How do I remove myself from being Mom's power of attorney in Colorado?

A fellow caregiver asked...

I am on my mother's general POA in Colorado to assist with financial decisions in the event she becomes incapacitated. My brother is also listed on it in the event I'm not available. I would like to remove myself from her POA due to some problems within the family. How exactly do I do this?

Expert Answer

Barbara Repa, a Caring.com senior editor, is an attorney, a journalist specializing in aging issues, and the author of Your Rights in the Workplace (Nolo), now in its 10th edition.

You know your own heart and mind and the people in your life best, or course. But make sure cooler thoughts prevail.

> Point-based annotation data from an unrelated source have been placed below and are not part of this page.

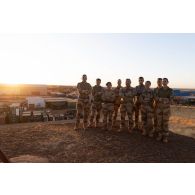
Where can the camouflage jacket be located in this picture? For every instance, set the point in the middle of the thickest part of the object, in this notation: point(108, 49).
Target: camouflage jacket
point(139, 89)
point(147, 97)
point(164, 95)
point(127, 94)
point(108, 96)
point(84, 90)
point(97, 93)
point(117, 95)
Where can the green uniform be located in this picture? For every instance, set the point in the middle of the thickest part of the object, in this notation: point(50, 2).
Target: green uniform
point(147, 111)
point(163, 98)
point(97, 103)
point(108, 98)
point(139, 90)
point(84, 102)
point(127, 94)
point(155, 105)
point(117, 102)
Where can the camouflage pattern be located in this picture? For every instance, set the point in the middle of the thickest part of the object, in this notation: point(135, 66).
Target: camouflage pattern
point(163, 98)
point(108, 98)
point(97, 103)
point(84, 102)
point(139, 90)
point(147, 111)
point(155, 106)
point(127, 94)
point(117, 102)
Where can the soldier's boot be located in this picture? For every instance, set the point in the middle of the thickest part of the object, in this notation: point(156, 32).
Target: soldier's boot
point(144, 132)
point(151, 134)
point(114, 123)
point(91, 125)
point(104, 127)
point(97, 124)
point(85, 126)
point(130, 129)
point(159, 137)
point(76, 127)
point(165, 140)
point(122, 127)
point(109, 127)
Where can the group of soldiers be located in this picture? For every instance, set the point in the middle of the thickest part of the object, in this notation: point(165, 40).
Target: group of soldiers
point(154, 106)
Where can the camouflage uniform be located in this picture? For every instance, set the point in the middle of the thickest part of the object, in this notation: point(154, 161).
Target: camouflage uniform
point(139, 90)
point(155, 105)
point(163, 99)
point(108, 98)
point(117, 102)
point(147, 111)
point(97, 103)
point(127, 94)
point(84, 102)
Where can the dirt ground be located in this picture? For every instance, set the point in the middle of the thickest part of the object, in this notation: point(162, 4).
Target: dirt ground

I do encourage you not to take this step hastily or when fueled by anger. Your mother likely initially selected you for good reason"”and once you have removed yourself, it may be a difficult thing to reverse should your family situation change again and should the problems be resolved or patched up.

As things sit, you have no duty to act unless and until your mother becomes incapacitated. If that happens, the current family feuds may have settled, leaving you open and more willing to act. If not, you can always choose to remove yourself as agent then.

That written, know that the power of attorney itself usually spells out the steps an agent needs to take to resign. Generally, he or she must notify the principal (your mother) in writing, along with any guardian or conservator who has been appointed, any successor agent named in the document (your brother) and all reasonably ascertainable third parties who might be affected by the resignation, such as a primary caretaker.